Regression Analysis
Linear Regression
Simple and Multiple Regression
lm() fits linear regression. summary() shows coefficients, R-squared, p-values, and residual std error.
model <- lm(mpg ~ wt + hp + cyl, data=mtcars)
summary(model)
confint(model) # confidence intervals for coefficients
predict(model, newdata, interval='confidence')
# Simple linear regression: predict mpg from weight
model <- lm(mpg ~ wt, data = mtcars)
summary(model)
Call: lm(formula = mpg ~ wt, data = mtcars)
Coefficients:
Estimate Std. Error t value Pr(>|t|)
(Intercept) 37.2851 1.8776 19.86 <2e-16 ***
wt -5.3445 0.5591 -9.56 1.3e-10 ***
Residual standard error: 3.046 on 30 degrees of freedom
Multiple R-squared: 0.7528, Adjusted R-squared: 0.7446
F-statistic: 91.38 on 1 and 30 DF, p-value: 1.294e-10The R-squared of 0.75 means weight explains 75% of the variation in fuel efficiency.

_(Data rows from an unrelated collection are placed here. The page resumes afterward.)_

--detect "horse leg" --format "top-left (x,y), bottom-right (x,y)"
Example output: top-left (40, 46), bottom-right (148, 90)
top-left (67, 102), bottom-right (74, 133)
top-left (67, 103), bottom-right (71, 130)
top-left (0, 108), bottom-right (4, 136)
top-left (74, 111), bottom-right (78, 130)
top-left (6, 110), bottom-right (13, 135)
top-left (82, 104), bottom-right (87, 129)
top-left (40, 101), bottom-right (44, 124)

The negative coefficient (-5.34) means every 1,000 lb increase in weight reduces MPG by 5.3 miles.
# Visualise the regression line
ggplot(mtcars, aes(x = wt, y = mpg)) +
geom_point(color = "#1d4ed8", size = 3, alpha = 0.8) +
geom_smooth(method = "lm", color = "#ef4444", se = TRUE) +
labs(title = "MPG vs Weight — mtcars Dataset",
x = "Weight (1000 lbs)", y = "Miles Per Gallon") +
theme_minimal()
# Coefficient table
coef_df <- data.frame(
Term = c("Intercept", "Weight"),
Estimate = c(37.29, -5.34),
Std_Error = c(1.88, 0.56),
t_value = c(19.86, -9.56),
p_value = c("< 2e-16 ***", "1.3e-10 ***")
)
print(coef_df)
| Term | Estimate | Std Error | t value | p value |
|---|---|---|---|---|
| Intercept | 37.285 | 1.878 | 19.86 | < 2e-16 *** |
| Weight (wt) | -5.345 | 0.559 | -9.56 | 1.3e-10 *** |
# See the code example above and adapt it to your data. # Always check your output with str() and head().
Model Diagnostics
Always check the four diagnostic plots: Residuals vs Fitted, QQ plot, Scale-Location, Cook's Distance.
par(mfrow=c(2,2)); plot(model) # four diagnostic plots
library(car); vif(model) # check multicollinearity (VIF>5 is concern)
residuals(model) # raw residuals
rstandard(model) # standardised residuals
# See the code example above and adapt it to your data. # Always check your output with str() and head().
Logistic Regression
Binary Classification with glm()
For binary outcomes, use glm() with family=binomial. Interpret coefficients as log-odds; exponentiate for odds ratios.
log_model <- glm(pass ~ score + attendance, data=df, family=binomial)
summary(log_model)
exp(coef(log_model)) # odds ratios
predict(log_model, type='response') # predicted probabilities (0-1)
# See the code example above and adapt it to your data. # Always check your output with str() and head().